Gahm began the Garden Club with a group of 20 fourth- and fifth-graders. That first year they began putting in different plants around the school, mostly for beautification purposes.
"Two years ago, we applied and got a $500 grant from Hashawha to put in a wildflower garden and that was a learning experience," said Gahm. "The children had to help write the grant [proposal] and I put on the finishing touches."
Sadly, that wildflower garden was the target of vandalism, but that setback did not deter Gahm.
Last year, she was encouraged by a staff member at Hashawha Environmental Appreciation Center to apply for another grant. This time the children wanted to focus their efforts on wildlife preservation and environmental conservation.
"The children were worried about the impact of the new school to be built in Watkins Park and what that would mean to the wildlife that live there since some of their habitat might be taken away," said Gahm.
Once again, the children helped to write the proposal. The Garden Club was awarded a second $500 grant.
The money was used to plant nearly a dozen maple trees along the back of the school to fight erosion. The club also purchased several wildlife feeders, including squirrel and bird feeders, as well as a bat house, which Gahm, her husband, Steve (a professional landscaper), and several of the Garden Club members and parents helped to install this summer.

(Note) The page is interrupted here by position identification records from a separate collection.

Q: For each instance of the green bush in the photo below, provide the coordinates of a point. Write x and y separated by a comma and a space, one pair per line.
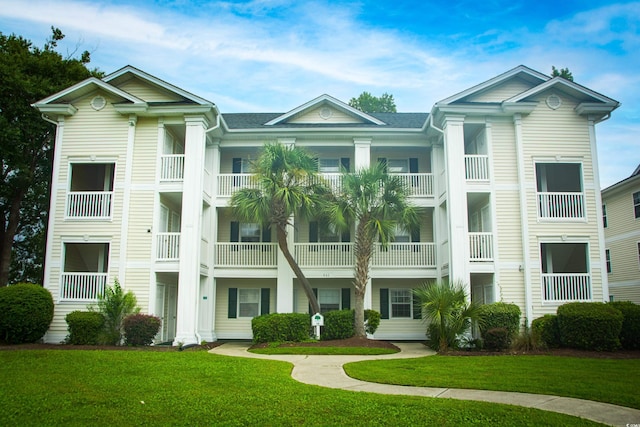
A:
139, 329
85, 327
630, 333
26, 311
497, 339
590, 326
279, 327
545, 330
500, 315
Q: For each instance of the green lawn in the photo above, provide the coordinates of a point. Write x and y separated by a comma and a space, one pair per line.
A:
58, 387
604, 380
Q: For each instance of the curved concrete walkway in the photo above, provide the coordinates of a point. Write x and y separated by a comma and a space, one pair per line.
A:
326, 371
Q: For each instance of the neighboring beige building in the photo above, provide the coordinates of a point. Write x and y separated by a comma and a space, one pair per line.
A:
621, 211
506, 172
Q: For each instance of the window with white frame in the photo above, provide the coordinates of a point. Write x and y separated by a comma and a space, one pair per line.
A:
401, 301
329, 299
248, 302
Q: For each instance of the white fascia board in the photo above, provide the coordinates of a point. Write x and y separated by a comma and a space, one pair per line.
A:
325, 99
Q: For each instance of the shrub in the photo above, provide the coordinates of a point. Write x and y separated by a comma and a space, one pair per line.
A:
279, 327
26, 311
338, 325
630, 333
545, 330
497, 339
85, 327
139, 329
500, 315
590, 326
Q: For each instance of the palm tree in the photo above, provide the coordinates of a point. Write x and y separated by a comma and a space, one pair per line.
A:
286, 184
447, 309
375, 202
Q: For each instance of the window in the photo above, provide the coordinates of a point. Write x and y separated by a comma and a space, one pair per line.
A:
329, 299
248, 302
401, 302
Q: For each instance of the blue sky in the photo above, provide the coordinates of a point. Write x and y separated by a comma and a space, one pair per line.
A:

Gahm has also reached out to the community for help and persuaded local businesses to donate bluebird houses that the Garden Club installed to create a bluebird trail on the school grounds.
Some of the school's parents have pitched in to help enlarge an existing outdoor pond and donated unique garden items such as a birdbath ingeniously created from PVC pipe and a garbage can lid.
"We've had lots of support from parents, teachers and kids," said Gahm. "Now we want to make things better for the environment and that's why we're working toward applying to be a `green school.'"
The Green School Program is administered by the Maryland Association for Environmental and Outdoor Education and operates under the auspices of the state Department of Natural Resources.
Schools are recognized for outstanding environmental achievements.
"Right now, we're trying to accumulate data and artifacts to show our efforts," said Gahm. "We want to demonstrate the success of our recycling program and show what we've done to help the environment like installing the bluebird trail."
Gahm and her fellow Garden Club members will submit their application to be a designated a "green school" in March.
Concert in the park
A Mount Airy favorite will help to close the Concerts in the Park series this weekend.
Browningsville Band, one of the oldest bands in Maryland, will be featured in concert from 6:30 p.m. to 8 p.m. Sunday at the gazebo in the town's Wildwood Park.
Playing traditional marching band music, Browningsville Band has performed in Mount Airy since the 1920s.
The series presented six free concerts throughout the summer, the second and fourth Sunday of each month. The events have been sponsored by local businesses.
The audience is invited to take lawn chairs or picnic blankets.
Lesa Jansen's Southwest neighborhood column appears each Friday in the Carroll County edition of The Sun.